OFWs helping control population growth

 

 

By Cher Jimenez

Reporter

 

The exodus of Filipinos abroad not only benefits the country in terms of remittances that help keep the economy afloat but it has also cushioned the impact of a population boom, according to the Commission on Population (Popcom).

“If one partner is working overseas, it is possible that the couple are practicing a longer birth spacing because the contract worker is anticipating going back to the host country. Although there is yet to have a concrete study on this, we can infer that this is what is happening,” Tomas Osias, Popcom’s executive director, told reporters.

This theory on the relationship among migration, population and development would be discussed in Popcom’s incoming 4th State of the Philippine Population Report (SPPR), which will be presented in the middle of this year.

The project, Popcom’s first attempt to establish the linkages between the exodus of Overseas Filipino Workers (OFW) and the demographic bonus, gathers data from government and the private sector and analyzes the consequences of international migration from a population and development perspective.

“What the Popcom provided here are inferences, and not final and definitive purviews about specific international migration issues that are also population and development concerns.
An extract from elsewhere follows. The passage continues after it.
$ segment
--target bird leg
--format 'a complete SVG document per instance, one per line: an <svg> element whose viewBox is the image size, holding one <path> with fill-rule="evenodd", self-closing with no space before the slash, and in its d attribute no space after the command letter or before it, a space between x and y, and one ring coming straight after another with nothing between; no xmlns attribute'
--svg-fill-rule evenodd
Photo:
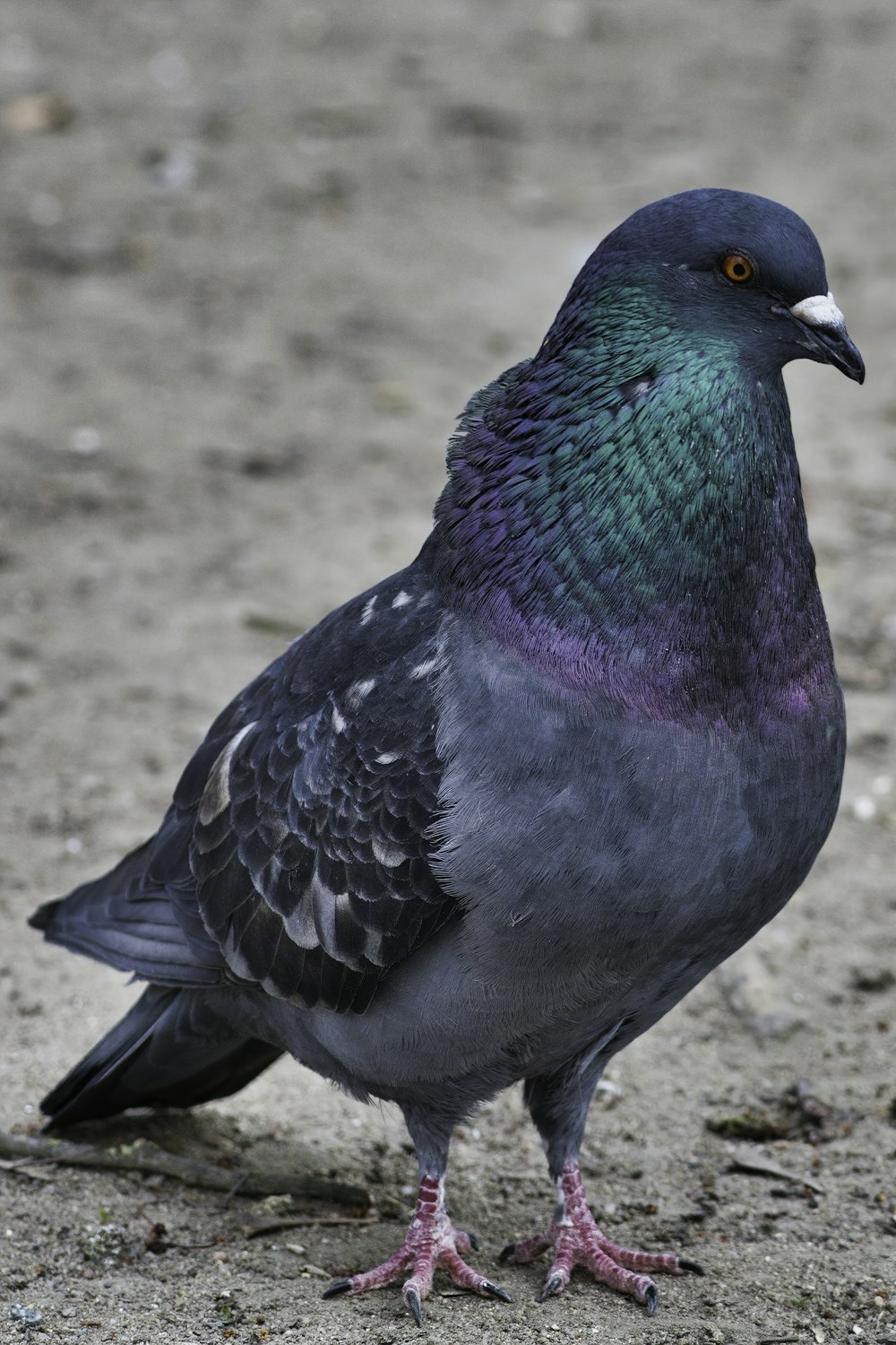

We also recognize the Philippine and global demography have not looked at international migration that much, yet we believe [the report] is our small yet meaningful contribution to demography,” noted Osias.

In the recently released State of the World Population Report of the United Nations Population Fund (UNFPA), the issue of migration and the challenges and risks faced by both documented and undocumented workers were brought to the fore.
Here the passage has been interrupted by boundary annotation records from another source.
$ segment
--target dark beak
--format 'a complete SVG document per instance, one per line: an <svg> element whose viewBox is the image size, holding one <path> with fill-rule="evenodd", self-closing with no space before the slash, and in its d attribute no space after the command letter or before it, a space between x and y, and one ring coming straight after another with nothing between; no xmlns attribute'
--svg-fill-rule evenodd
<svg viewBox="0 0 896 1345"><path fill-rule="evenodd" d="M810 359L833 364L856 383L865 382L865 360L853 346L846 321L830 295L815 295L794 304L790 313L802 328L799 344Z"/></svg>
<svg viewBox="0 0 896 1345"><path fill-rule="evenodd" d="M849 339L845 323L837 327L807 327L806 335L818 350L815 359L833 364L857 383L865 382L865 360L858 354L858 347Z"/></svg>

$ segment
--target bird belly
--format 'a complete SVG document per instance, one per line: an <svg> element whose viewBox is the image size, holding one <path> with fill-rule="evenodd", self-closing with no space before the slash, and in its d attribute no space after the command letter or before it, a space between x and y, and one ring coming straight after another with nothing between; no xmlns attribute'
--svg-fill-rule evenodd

Osias estimates that the diaspora of contract workers has eased the country’s fertility rate because of the feminization of migration since women are estimated to outnumber OFW men.

“It is possible that increasing female migration by temporary contract workers and immigrants might have mitigated a population explosion. Since [women] will practice longer birth spacing and will not bear additional burdens while abroad, and since the children of Filipino permanent residents abroad are part of the populations of host countries, international migration might have somewhat managed population growth in the Philippines,” he said.

With a 2.36-percent growth rate or 2 million babies being born every year, the Philippines is ranked the 12th most populous nation in the world and this could have been worse if not for the country’s labor migration policy which has been in effect for 32 years now, said the Popcom official.

But while the diaspora is advantageous at keeping the fertility rate at bay, the report warns of the various social costs of labor migration not only among OFW families but in the national economy as well.